Performing a collection scan will slow down read operations and negatively impact performance.
If we add an index on the order ID field, we can use the index to efficiently retrieve the documents we need instead of scanning the entire collection.
Let's take a look at how indexes do this. When a b+ tree is used to build an index, it consists of internal nodes that contain keys that help the database quickly traverse the index and leaf nodes that are the endpoint of the structure.
When an index is selected for a query, the database traverses the index starting at the root of the tree, then follows the pointers in the internal nodes down to the leaf nodes. The leaf nodes of the b+ tree contain keys that represent the index field value and record IDs for the actual document or documents that contain that value.
You can think of this record ID as a shortcut to where the document is stored. Once you find the leaf node, you can access the document.
In this example, the leaf node will include the value '3' and record ID that points to the corresponding document.

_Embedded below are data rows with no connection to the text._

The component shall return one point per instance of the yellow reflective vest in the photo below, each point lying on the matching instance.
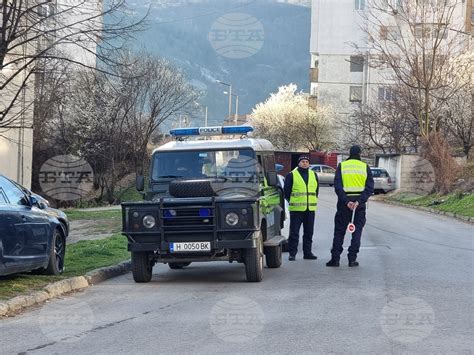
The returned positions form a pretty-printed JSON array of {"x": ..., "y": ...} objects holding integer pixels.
[
  {"x": 354, "y": 176},
  {"x": 303, "y": 197}
]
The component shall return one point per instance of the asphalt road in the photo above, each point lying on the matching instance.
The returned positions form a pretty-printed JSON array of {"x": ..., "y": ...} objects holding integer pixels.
[{"x": 413, "y": 293}]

So instead of reading all of the documents in the collection to find a document with order ID 3, the index points the query towards the one document it is searching for. This is an example of a simple equality match, but indexes can help optimize range and sort operations too. Say we're querying for order IDs that are less than 4. The index allows us to quickly collect record IDs from leaf nodes starting from 1 until we reach the value of 4.
Additionally, the record IDs will be sorted, in this case, in ascending order.
Or say we have a query that sorts all order IDs in ascending order.
Without an index, this sort would happen in memory.
With an index on the order ID field, data is stored in order. So MongoDB can retrieve the documents by scanning the index either in forward or reverse order, supporting both ascending or descending sort requests. Speaking of memory, in addition to being much faster, indexes can also help with resource usage.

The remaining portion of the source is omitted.